I thought I’d show you around Maternity this week as this is where I spend most of my time.  I’ll start with the ‘Ladies in Waiting.’  Many women in the surrounding area deliver their babies in the village with a traditional birth attendant or at a rural health clinic.  We ask all ‘high risk’ pregnant ladies to deliver at Kalene so that any help they may need is easily available.  This includes first time mums (high risk because they may have CPD – see previous blog), women who have had more than five babies (they have a greater risk of bleeding after delivery), previous stillbirth deliveries, twins and any other factors which makes labour more risky.  These women often have to travel long distances to get to the hospital so they’d arrive a bit late if they set off from the Congo when their waters broke!  They turn up at the hospital between 34-36 weeks pregnant and just wait until they go into labour.  If you think you had to wait a long time when you visited Antenatal Clinic (seems to be two hours minimum at the Jessops Antenatal Clinic!) just imagine waiting for eight weeks!!  The women stay in rooms next to Maternity and sit around chatting and plaiting each others hair – it’s particularly amusing when one of them goes into labour slightly earlier than they were expecting and comes to the delivery room with one half of their hair plaited and the other half standing on end!

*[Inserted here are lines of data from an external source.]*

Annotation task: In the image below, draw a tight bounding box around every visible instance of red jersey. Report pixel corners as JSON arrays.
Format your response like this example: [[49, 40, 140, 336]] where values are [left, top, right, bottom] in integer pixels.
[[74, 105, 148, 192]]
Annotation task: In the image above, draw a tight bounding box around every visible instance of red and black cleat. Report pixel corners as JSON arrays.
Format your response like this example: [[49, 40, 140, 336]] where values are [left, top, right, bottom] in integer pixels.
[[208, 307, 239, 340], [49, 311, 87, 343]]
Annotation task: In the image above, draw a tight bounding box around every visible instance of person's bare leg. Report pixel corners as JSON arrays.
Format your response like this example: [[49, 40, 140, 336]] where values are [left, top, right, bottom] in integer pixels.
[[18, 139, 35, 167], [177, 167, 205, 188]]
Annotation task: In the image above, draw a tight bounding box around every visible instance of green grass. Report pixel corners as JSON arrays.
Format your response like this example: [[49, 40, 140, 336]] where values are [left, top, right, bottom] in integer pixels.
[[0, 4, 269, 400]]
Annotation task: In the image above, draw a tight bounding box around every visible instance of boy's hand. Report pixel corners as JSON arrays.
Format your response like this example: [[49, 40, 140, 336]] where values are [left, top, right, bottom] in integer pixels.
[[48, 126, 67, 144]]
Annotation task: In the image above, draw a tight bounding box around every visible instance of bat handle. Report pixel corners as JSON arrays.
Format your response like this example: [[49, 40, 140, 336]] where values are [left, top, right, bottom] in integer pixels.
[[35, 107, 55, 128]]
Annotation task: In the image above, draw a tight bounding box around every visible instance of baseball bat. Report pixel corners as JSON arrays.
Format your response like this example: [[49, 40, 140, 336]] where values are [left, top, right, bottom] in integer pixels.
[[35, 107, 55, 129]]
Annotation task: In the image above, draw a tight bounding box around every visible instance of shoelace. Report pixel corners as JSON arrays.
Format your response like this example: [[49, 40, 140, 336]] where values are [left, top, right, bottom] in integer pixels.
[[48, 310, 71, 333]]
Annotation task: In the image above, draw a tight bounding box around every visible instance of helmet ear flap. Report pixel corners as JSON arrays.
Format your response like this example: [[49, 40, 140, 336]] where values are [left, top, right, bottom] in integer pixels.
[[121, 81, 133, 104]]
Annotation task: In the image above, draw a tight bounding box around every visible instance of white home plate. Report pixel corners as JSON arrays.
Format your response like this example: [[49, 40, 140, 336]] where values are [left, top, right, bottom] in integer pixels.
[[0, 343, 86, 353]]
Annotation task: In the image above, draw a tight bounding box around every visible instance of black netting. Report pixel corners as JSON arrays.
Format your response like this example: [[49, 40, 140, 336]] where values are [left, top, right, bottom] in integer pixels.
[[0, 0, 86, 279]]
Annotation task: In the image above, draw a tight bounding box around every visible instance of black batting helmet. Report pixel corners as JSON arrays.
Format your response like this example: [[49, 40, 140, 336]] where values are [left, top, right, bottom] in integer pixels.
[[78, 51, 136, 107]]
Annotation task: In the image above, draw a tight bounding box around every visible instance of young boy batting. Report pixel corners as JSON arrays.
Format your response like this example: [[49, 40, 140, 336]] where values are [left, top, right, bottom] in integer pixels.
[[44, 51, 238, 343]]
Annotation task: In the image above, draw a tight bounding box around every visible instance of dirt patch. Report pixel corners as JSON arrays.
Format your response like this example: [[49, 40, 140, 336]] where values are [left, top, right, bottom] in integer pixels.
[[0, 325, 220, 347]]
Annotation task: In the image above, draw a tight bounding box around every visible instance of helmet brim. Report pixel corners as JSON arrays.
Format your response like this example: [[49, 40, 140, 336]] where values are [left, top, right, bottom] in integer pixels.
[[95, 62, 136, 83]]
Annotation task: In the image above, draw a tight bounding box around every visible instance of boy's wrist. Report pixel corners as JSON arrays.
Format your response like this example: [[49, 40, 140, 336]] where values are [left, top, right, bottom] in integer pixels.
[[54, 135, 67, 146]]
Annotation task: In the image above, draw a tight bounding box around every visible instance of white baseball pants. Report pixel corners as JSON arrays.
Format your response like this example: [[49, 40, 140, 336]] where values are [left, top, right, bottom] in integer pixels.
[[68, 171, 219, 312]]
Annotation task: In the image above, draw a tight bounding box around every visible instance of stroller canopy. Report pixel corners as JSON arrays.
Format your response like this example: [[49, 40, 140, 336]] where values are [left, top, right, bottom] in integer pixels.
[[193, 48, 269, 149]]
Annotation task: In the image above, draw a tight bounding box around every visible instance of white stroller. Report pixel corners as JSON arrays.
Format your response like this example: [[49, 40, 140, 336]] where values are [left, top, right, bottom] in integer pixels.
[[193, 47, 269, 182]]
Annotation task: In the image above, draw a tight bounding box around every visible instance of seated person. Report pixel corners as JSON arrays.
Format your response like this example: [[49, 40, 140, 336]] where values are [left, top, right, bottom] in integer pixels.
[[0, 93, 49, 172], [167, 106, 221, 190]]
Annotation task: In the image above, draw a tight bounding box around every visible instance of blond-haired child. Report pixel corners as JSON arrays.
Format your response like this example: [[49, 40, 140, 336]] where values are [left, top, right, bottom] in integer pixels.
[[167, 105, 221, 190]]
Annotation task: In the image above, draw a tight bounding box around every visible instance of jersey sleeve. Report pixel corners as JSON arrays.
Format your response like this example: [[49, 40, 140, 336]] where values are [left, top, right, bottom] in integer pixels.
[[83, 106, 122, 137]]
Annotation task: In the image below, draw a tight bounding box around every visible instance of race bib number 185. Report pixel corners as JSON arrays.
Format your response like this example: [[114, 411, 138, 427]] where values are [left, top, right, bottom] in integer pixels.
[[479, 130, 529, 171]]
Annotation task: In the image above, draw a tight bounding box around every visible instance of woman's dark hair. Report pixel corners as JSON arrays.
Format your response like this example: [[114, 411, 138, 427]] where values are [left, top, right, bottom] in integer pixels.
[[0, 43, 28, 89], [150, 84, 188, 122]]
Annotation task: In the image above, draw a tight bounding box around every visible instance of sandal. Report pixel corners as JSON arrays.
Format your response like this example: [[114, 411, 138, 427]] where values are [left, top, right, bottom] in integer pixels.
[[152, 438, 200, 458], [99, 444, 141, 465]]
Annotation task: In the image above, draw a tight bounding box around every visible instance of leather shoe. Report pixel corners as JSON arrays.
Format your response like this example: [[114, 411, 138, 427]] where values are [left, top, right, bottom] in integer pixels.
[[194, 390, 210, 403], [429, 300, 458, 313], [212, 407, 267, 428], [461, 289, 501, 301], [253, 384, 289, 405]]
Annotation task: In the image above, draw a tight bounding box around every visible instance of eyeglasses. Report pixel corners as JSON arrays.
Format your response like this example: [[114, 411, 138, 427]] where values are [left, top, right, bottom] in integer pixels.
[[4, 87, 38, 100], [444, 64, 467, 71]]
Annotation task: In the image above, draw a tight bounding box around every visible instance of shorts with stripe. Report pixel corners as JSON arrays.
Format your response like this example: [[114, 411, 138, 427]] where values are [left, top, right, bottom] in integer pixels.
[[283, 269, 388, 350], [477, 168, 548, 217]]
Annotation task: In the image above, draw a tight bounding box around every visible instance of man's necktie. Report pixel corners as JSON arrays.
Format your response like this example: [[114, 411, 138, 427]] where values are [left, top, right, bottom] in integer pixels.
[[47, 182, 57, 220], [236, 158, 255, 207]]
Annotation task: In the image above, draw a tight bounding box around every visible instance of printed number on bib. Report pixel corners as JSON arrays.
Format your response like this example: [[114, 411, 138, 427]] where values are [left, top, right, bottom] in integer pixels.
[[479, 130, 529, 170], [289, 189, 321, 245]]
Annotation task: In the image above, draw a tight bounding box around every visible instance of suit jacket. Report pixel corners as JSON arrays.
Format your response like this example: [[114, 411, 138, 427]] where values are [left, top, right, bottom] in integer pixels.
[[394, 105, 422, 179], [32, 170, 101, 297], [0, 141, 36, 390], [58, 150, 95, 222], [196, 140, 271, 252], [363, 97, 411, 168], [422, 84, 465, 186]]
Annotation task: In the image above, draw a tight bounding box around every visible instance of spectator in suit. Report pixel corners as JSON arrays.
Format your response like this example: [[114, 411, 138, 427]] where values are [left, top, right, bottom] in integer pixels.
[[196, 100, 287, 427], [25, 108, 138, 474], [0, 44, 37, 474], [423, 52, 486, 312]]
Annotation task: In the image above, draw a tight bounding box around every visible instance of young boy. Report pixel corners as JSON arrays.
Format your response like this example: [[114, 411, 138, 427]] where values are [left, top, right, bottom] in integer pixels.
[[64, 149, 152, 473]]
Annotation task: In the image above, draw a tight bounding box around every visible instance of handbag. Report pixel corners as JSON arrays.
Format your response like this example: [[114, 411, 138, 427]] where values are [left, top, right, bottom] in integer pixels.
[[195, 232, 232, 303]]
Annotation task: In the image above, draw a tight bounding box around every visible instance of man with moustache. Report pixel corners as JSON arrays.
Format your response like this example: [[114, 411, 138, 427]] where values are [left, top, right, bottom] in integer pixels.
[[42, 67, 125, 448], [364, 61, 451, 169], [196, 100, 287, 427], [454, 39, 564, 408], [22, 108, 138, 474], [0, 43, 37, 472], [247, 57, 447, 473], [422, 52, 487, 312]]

In Maternity we have an antenatal bay, a postnatal ward, a room for women in the first stage of labour, a delivery room and an office (which doubles as the makeshift Special Care Baby Unit).  Here you can see two of our staff in the delivery room; this is Brighton, a nurse, and Maria, a health care assistant.

Let me introduce the two Alices; they are pillars of the Maternity unit having both worked here for over thirty years. They have no formal training but they have seen everything – I’ve certainly learnt a lot from these two amazing ladies. On the right is Rachel Reed, midwife extraordinaire and part-time hospital administrator. Rachel runs the Maternity unit along with Grace, another excellent midwife.

Last but not least here’s a taste of what you can expect if you break any of the Maternity rules! At first I was a bit taken aback by the ‘fine system’ but having seen the tragic effects that ‘village medicine’ can have on a women and her baby I now think a deterrent is entirely justified. I do think the fine for wrong visiting hours is a bit harsh – how can you blame a person for their relatives!?

A big thank you to Class 3/4 M at St Peter & Paul’s Primary School in Wallasey and their teacher Miss Mulcahy who are collecting coins to go towards Kalene medical supplies and to all who contributed to the amazingly well-timed package of gloves, tape and syringes which arrived last week – we are really grateful!